Indeed, unless someone out there knows otherwise, this could well have been the first time the Fleece stage has played host to a French horn solo. Notice something missing, though? Yup, there’s no bass guitar – all the bass notes apparently being generated by a combination of pedals and keyboards.
Given this unique melange, comparisons are tricky. But Lazuli’s music has much in common with Peter Gabriel’s knack of blending out-there experimentation with accessible tunesmithery. There’s timely politics too.
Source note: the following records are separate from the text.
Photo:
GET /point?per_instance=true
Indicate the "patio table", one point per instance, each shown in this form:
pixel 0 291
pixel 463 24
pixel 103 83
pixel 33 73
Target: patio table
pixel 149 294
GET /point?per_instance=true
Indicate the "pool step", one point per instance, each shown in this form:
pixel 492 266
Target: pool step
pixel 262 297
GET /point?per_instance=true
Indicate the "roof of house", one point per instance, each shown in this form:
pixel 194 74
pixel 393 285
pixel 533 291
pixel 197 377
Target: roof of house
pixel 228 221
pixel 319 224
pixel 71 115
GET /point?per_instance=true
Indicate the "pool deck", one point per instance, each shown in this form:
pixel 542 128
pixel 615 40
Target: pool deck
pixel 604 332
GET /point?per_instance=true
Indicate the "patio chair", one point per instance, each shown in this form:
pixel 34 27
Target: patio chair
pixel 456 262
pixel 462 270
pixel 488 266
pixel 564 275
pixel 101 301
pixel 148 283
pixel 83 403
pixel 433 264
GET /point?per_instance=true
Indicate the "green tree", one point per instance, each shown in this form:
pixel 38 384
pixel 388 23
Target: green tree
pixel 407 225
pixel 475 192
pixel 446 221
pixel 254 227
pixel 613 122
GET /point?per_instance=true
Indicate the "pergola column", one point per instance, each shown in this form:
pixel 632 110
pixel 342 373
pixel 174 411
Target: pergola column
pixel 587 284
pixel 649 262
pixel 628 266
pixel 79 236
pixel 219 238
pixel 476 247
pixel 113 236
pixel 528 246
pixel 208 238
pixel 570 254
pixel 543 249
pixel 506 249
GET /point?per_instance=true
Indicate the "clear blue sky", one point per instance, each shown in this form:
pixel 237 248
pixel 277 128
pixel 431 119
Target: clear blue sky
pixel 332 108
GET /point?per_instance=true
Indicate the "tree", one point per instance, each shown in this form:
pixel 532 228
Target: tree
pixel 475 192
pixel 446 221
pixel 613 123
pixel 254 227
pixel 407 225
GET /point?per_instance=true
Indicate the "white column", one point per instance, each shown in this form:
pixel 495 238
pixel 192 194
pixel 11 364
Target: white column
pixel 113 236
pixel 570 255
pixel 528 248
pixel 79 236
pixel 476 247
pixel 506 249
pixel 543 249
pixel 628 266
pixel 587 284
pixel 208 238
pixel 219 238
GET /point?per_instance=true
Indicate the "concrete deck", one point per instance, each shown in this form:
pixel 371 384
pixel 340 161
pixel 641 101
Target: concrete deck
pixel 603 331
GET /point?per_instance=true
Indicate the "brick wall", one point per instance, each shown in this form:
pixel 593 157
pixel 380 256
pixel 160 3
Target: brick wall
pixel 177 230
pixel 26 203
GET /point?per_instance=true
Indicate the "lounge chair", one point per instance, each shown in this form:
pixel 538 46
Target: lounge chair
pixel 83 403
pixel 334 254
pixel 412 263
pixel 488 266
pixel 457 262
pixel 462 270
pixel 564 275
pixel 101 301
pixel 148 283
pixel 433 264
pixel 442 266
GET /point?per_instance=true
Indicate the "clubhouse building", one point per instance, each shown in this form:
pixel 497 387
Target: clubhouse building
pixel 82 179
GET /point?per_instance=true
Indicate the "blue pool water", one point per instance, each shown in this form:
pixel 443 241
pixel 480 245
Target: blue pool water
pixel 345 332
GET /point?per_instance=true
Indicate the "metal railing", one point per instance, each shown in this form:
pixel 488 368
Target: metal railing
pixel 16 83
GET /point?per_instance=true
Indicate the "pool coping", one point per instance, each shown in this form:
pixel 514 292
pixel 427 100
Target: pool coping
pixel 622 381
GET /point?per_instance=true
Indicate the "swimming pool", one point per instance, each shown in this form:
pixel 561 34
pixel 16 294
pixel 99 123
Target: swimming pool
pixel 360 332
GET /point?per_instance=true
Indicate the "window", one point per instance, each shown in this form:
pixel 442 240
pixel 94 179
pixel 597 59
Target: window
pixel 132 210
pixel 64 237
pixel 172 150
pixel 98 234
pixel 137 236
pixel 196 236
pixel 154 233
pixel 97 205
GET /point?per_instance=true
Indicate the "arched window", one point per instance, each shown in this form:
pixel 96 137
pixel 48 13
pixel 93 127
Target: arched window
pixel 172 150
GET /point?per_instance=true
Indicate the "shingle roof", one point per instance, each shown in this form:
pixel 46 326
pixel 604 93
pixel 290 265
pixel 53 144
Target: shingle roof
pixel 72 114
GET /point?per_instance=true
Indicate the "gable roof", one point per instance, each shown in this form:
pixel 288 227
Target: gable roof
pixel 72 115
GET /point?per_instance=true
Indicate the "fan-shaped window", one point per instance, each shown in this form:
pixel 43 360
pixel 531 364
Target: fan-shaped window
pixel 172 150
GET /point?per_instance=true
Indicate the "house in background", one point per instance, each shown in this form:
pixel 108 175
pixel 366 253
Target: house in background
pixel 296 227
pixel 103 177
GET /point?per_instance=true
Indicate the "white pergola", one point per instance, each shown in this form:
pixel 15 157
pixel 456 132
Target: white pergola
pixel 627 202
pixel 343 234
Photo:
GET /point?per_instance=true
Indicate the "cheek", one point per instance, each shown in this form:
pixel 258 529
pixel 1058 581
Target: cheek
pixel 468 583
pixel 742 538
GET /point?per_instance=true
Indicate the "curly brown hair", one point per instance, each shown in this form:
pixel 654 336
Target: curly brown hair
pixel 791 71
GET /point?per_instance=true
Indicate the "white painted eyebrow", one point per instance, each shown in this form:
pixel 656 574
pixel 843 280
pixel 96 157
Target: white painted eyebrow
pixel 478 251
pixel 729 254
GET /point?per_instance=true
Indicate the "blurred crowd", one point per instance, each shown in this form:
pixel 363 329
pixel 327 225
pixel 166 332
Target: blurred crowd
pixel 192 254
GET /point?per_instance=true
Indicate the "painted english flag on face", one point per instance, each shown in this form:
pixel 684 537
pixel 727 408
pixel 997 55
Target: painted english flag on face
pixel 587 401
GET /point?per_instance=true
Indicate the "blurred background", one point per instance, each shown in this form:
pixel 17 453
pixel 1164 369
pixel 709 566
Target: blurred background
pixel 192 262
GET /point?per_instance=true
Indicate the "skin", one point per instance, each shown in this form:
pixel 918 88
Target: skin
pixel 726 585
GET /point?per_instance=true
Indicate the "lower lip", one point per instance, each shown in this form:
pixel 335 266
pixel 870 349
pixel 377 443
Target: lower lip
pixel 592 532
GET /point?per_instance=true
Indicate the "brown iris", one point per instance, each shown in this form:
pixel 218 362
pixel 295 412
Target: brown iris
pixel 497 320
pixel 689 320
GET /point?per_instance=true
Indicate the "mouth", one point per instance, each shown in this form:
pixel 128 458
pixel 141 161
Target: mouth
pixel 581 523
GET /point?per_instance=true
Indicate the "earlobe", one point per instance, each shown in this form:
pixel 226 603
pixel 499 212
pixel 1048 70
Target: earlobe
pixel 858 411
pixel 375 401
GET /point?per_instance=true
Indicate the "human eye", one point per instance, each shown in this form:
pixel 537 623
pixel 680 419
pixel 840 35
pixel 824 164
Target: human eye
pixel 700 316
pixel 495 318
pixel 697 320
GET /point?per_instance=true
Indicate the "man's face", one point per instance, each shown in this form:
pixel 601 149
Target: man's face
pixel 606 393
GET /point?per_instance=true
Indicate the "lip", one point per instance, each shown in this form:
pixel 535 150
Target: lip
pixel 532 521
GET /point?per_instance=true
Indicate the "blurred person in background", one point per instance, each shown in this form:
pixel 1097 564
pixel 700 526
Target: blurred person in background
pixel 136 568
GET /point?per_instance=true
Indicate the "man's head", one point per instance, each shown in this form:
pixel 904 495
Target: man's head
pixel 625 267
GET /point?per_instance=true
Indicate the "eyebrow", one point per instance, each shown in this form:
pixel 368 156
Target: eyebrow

Having resorted to a crib sheet by this point, Dominique reminds us that we’re not the only victims of depressing post-Brexit Trumpworld nastiness, introducing Le mar du passé as “a song about the rise of the far right in my country”.
As is now traditional, the encore brings Nine Hands Around the Marimba, which, as the title suggests, sees the entire band gather centre stage for a breathtakingly dextrous communal marimba workout. Despite all the dicking about and swapping places, they don’t miss a note. And as usual, they cheekily drop a cover into the middle of it to make sure we’re paying attention. Barring a late Hallelujah surge, Bowie’s Heroes may yet emerge as the year’s most-played song, but nobody has succeeded in performing it quite like this.